TEHRAN - Iran said Sunday it will impose sanctions on 15 US companies for supporting Israel's "terrorist actions" as part of reprisals for the increasing pressure being announced by Washington lawmakers.

The decision, which is largely symbolic since the firms do not do business with Iran, come two days after the US announced new sanctions against groups and individuals that it accuses of collaborating with Iran's weapons programme. The sanctions target firms that provide arms and equipment to Israel "for use against the Palestinians", IRNA said. "All transactions with these firms are forbidden, their assets will be seized and their officials will not be able to obtain a visa," it added.

The list included defence firms such as United Technologies, Military Armament Corporation and Bushmaster Firearms International, as well as Re/Max Real Estate, which Tehran accuses of "buying and selling homes in settlements located in the occupied territories".

In another tit-for-tat move, Iran's parliamentary foreign affairs committee said it would propose a new law labelling the US army and CIA as terrorist groups. The announcement was a response to a new bill put forward by US lawmakers that would see Iran's Revolutionary Guards listed as a terrorist organisation.

"The American army is present in numerous regional crises such as Afghanistan, Iraq, Syria and Yemen and provides vast support to terrorist groups," said Alaeddin Boroujerdi, president of the committee, according to a state television report.

Tensions have mounted between Tehran and Washington since US President Donald Trump took office in January. Trump has repeatedly criticised a July 2015 deal between Iran and world powers that saw the Islamic republic curb its nuclear programme in exchange for sanctions relief.
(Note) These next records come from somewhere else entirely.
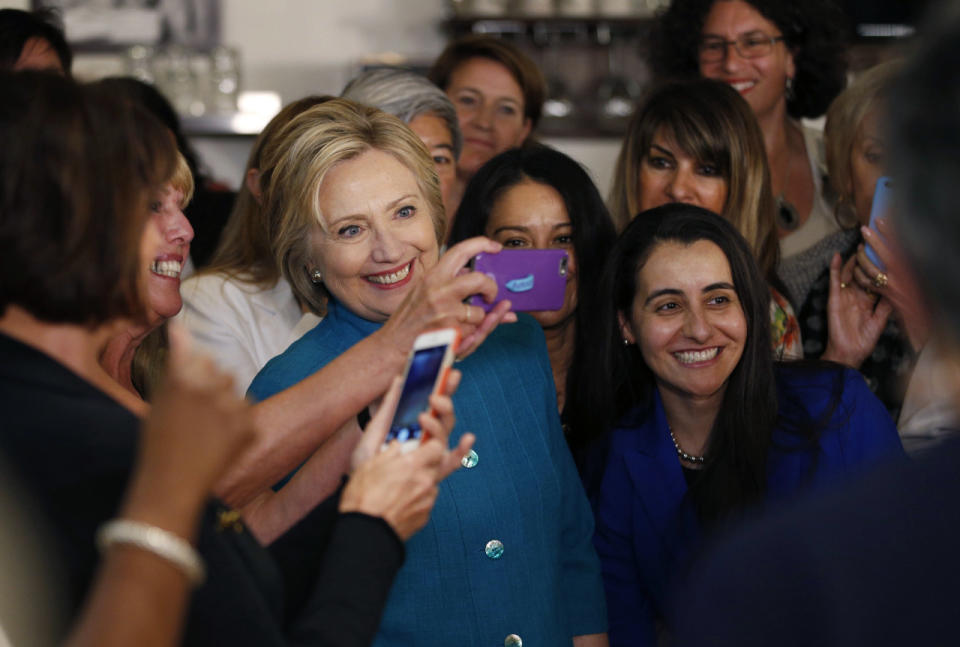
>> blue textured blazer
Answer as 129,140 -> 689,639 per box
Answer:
591,365 -> 903,646
249,301 -> 606,647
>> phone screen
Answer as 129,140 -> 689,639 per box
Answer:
385,345 -> 447,443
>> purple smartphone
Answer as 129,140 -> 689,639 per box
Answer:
469,249 -> 569,312
864,177 -> 893,272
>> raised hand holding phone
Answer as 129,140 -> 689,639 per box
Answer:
384,328 -> 460,451
864,177 -> 893,272
340,344 -> 474,540
470,249 -> 570,312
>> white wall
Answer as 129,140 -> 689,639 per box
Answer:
0,0 -> 619,195
222,0 -> 447,102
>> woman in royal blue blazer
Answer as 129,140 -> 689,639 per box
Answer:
570,204 -> 902,645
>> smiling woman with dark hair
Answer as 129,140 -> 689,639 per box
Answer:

Washington last month imposed new sanctions on individuals and companies supporting Iran's ballistic missile programme and on its elite Revolutionary Guards. On Friday, it announced the latest sanctions against entities accused of collaborating with the weapons programmes of Iran and North Korea.

Appeal against seizure of 9/11 compensation money

Iran's central bank said Sunday it will appeal Luxembourg's decision to freeze $1.6 billion of its assets, which the US is claiming as compensation for victims of the September 11, 2001 attacks.

The bank also said it would take steps to curb its remaining transactions in dollars, which it still receives particularly for oil sales.  In response to fresh US sanctions announced since last month, "Iran has sought to limit its dependence on the dollar... this policy will continue," the bank said in a statement published by state media.

A Luxembourg court last week denied Tehran's request to retrieve the $1.6 billion frozen in the country during an earlier raft of sanctions targeting Iran's nuclear programme. US lawyers are hoping to seize the money to pay off the families and estates of victims from the 2001 attacks, after a New York judge ruled Iran was partially responsible because it allowed Al-Qaeda members to travel through its territory.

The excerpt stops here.